What Does It Mean to Assign a Library?

In Overview of Connecting to Common Data Sources, you learned how to register libraries in metadata and assigned the libraries to SAS servers. These libraries represent data such as SAS data sets in a directory or the tables in a database schema. By assigning a library to a SAS server, you accomplish the following:
  • enable the SAS server to access the library
  • make the library visible to users of the SAS server
  • control which SAS engine is used by the SAS server to access data, if you pre-assign the library
Assigning a library to a SAS server means letting the SAS server session know that a libref—a shortcut name—is associated with the information that a SAS session needs to access a data library. SAS Intelligence Platform clients such as SAS Data Integration Studio, SAS OLAP Cube Studio, and SAS Information Map Studio generate SAS code that uses librefs. Before the generated code can access data from a library, the library must be assigned to the SAS server that executes the code. After the SAS server determines that a library is assigned to it, the next step is to determine how the SAS server should access the data in the library.
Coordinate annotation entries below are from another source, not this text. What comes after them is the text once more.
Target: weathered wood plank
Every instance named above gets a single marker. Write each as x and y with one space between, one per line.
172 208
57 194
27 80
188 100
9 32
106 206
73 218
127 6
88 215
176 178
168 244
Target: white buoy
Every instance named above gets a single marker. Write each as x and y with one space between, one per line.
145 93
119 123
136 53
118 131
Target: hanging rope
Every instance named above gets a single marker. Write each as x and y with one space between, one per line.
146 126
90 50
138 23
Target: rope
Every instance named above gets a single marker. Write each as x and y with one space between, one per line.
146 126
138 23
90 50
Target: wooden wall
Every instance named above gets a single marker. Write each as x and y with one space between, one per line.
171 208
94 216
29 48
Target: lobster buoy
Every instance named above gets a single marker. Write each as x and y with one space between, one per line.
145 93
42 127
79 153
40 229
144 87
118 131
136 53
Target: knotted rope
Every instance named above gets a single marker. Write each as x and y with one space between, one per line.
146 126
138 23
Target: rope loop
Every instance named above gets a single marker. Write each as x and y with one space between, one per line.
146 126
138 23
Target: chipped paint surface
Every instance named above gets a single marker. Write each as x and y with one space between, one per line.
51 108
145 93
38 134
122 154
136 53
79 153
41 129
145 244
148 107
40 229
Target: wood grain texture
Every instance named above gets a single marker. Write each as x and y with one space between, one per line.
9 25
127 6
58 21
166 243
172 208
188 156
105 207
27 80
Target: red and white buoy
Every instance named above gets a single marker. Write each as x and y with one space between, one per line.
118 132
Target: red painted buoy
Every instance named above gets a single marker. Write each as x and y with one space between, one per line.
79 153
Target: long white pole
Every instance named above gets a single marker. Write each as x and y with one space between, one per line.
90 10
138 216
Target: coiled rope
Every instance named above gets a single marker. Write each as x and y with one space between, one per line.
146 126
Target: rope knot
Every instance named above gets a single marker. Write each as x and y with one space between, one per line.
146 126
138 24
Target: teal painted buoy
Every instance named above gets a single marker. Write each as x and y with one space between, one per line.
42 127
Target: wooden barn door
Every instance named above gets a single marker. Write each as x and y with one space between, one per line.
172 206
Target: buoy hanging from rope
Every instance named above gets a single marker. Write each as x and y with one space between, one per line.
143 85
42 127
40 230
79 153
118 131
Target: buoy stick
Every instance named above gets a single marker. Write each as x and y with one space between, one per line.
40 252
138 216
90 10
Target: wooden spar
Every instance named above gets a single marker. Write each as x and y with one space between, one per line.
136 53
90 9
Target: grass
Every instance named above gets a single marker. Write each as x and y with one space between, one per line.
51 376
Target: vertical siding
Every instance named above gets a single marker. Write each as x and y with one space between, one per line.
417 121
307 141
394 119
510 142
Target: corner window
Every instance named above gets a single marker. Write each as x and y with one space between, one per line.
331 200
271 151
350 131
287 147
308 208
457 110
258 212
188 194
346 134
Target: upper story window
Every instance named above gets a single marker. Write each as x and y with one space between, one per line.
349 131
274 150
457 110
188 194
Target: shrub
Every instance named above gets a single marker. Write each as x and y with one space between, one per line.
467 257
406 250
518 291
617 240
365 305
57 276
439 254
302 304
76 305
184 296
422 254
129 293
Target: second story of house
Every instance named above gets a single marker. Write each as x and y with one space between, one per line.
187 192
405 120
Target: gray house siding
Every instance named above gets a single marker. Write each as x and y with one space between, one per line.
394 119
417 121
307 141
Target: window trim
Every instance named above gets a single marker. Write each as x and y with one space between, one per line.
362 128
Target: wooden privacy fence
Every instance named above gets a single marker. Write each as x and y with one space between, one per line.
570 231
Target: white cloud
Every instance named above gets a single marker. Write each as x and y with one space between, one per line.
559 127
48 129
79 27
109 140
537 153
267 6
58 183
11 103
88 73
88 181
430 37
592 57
There are two ways in which a server can determine how to access data in a library. One way is for you, as the administrator, to configure the environment so that the SAS server finds out about the libref and the SAS engine to use for data access at server start-up. This approach is referred to as pre-assigning the library, because the libref is established before any code that uses that libref is submitted. The other way is to let the client application define the libref and set the SAS engine when it generates code for submission to that server.